Net exports added 2.77 percentage points to economic growth in the third quarter. Absent this net-export surge, GDP growth would have been negative for the third quarter in a row, and nobody outside of the West Wing would dare deny the recession. The problem is that the net-export spike, which caused the trade deficit to decline so much, was a result of final demand’s dropping faster in the U.S. than it did in our trading partners. This is in part because we had a bigger stimulus over the past couple of years, and the removal of a bigger stimulus has a larger negative effect. Adding to that drag, however, is the Fed’s tightening, which is more aggressive than that of our trading partners’ central banks’, and Biden’s tax hikes and runaway regulation. So, we imported less because our consumers and businesses are cutting back expenditures sharply, while our exports held steady because our foreign customers are doing better than we are.

 

This bizarre net-export spike is a regular pattern in the history of U.S. recessions.
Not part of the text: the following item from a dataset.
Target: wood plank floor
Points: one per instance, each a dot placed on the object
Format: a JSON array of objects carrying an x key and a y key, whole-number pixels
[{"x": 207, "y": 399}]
Indeed, a spike in growth from declining trade deficits happened at the beginning of every single one of the five recessions we’ve experienced since 1980. And the only quarter that saw a bigger impact from net exports was the third quarter of 1980, when net exports added 4 percentage points to GDP in a deep recession that was destined to turn into an economic rout in 1981. As was the case back then, the rest of the world catches up to the U.S. with a short lag; the negative effect on GDP from the reversal of this blip is sudden and about the same size as the positive blip. It happens virtually every time.

 

This brings us to the election. The odds are that the recession we are probably now in is about to get much worse, while inflation stays stubbornly high. This will cause the deficit to skyrocket, a movement that will be exacerbated as the Fed continues to hike interest rates. Normally, a deep recession leads to bipartisan discussion of stimulus, but in this case, given how little fiscal ammunition is left, discussion of stimulus would likely lead to a bond disaster at least on the scale of that which upended the government in the U.K.

 

But that doesn’t mean that doing nothing is an option. Indeed, there is a clear prescription for exactly this scenario in a vast economic literature that my co-authors, Andrew Biggs and Matt Jensen, and I reviewed a few years ago. When a country is on the ropes financially, a major “fiscal consolidation” that slashes government transfers and spending to restore fiscal sanity has been shown over and over to have big positive effects on output. Deficit reduction through tax hikes has not been shown to work, but spending cuts are powerful medicine. The reason is simple. Looking ahead to the worsening mess, investors and consumers are frightened and keep their powder dry. But if the government gets its act together, fear of future tax hikes or meltdowns goes away, and economic activity heads back to normal.

 

There has never been more room for easy, sharp deficit reduction. In 2019, the Congressional Budget Office forecasted that government spending would be $5.3 trillion in 2023. The latest estimate is that spending in 2023 will be $5.9 trillion. Back in 2019, spending over the next ten years was estimated to be $57.8 trillion. Today, it is estimated to be $72.2 trillion over the next decade.

 

Given what sharp net-export reversals have historically signaled, restoring spending sanity is the best shot we have for avoiding a sharp and enduring contraction. If Republicans control Congress, they should start designing a major consolidation immediately.